I've been trying to embrace the paring-down aspect of it, but the truth is that I liked keeping books I had read and often dipped into something over and over. The books I have now are really random because they're mostly freebies from the "take" shelves at Penguin that I accumulated over my time there (I was on staff there for two years, but the year before that I temped there for about nine months). I haven't read most of them, and am not sure if I will. I was always a subway reader, so I had two hours of good reading time five days a week, and since I read fast, I could plow through lots and lots of books. I don't really have a good reading spot here at home, though I always take a book to a doctor's appointment or on a subway or when I go sit on the Boardwalk (I will probably start doing that again very soon). I've actually been reading again this week, a really good book of blues-oriented short stories that I'm reviewing for Blues Revue. Makes we want to build more reading time into the day.

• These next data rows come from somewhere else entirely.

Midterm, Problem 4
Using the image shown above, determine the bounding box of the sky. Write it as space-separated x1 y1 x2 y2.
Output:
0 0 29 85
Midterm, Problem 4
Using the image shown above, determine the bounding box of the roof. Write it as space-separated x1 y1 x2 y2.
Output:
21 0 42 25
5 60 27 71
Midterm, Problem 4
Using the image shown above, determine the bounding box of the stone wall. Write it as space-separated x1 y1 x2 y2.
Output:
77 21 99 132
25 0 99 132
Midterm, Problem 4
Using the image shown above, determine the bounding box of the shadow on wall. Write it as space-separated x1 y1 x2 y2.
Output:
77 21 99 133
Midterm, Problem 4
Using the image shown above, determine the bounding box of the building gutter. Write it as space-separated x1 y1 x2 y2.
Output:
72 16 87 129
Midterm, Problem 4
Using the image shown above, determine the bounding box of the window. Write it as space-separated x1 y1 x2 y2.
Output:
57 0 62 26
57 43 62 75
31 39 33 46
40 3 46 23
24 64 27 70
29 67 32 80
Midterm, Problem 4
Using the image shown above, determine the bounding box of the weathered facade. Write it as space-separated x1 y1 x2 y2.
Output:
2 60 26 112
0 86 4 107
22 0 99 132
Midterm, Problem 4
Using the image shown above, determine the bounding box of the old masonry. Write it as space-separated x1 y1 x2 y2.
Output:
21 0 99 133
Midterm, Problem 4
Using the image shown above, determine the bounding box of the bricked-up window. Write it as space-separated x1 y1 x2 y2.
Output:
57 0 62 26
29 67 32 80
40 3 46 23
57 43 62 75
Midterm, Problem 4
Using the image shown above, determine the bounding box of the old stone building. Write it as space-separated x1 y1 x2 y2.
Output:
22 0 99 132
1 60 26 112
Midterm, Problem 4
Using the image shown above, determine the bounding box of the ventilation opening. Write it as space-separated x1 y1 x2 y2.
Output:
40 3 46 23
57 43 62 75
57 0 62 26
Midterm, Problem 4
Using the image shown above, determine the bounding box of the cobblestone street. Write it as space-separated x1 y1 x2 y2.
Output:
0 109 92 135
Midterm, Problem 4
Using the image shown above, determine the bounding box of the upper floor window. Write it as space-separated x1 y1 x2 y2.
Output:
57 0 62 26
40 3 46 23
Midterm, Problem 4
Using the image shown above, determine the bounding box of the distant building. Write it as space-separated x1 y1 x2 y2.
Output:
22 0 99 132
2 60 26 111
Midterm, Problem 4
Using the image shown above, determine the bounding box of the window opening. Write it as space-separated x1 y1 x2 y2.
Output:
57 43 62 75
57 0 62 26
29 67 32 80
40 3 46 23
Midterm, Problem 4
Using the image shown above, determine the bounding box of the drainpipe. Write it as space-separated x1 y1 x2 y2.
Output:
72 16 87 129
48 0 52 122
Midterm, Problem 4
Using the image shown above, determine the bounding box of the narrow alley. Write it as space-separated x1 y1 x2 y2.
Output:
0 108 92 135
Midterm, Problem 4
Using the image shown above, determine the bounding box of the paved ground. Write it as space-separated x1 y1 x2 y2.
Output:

Because of the doctor's appointment and the bookstore, and then shopping up fruit and vegetables on the way home (our amazing produce store closes from Memorial Day to Labor Day, and follows the religious Jews to their summer enclave in Deal, NJ), I didn't really do much other work today (though I did read one of the blues short stories while waiting for the podiatrist). I did make some new Facebook friends from the "Dan Lynch Alumni" list. (Dan Lynch was a ratty old blues bar with some of the best music in the city, from the early 80s until the middle 90s. The Holmes Brothers used to play a lot of Saturday nights there.) And in jewelry world, I gave three pair of earrings and a business card to one of the nurses there, because we determined on my last visit that we both adore Swarovski. That was a freebie, but the freebies are also in part about networking.

What I feel like doing now is playing with my beads for a while. I got some nice vintage beads yesterday that I won on eBay, some twisty opalescent green ones; some "blueberries and cream" ones, also twisty; and some eyepopping channel-set violet Swarovskis with a loop on each side, for earring or bracelet components. One of my jewelry weak spots is wire-wrapping briolettes. Some months back, I won an auction of 100 lots of Swarovski from an eBay seller I was familiar with, each lot being one large bead or maybe half a dozen smaller ones, a mix of new and vintage, and there are quite a few beautiful briolettes in there, so I'm going to knuckle down and work on making some nice earrings with them. (I also have half a dozen beautiful briolettes in imperial topaz -- the good, real stuff -- that I've been sitting on for half a dozen years until I figured out how to use them, or got good enough.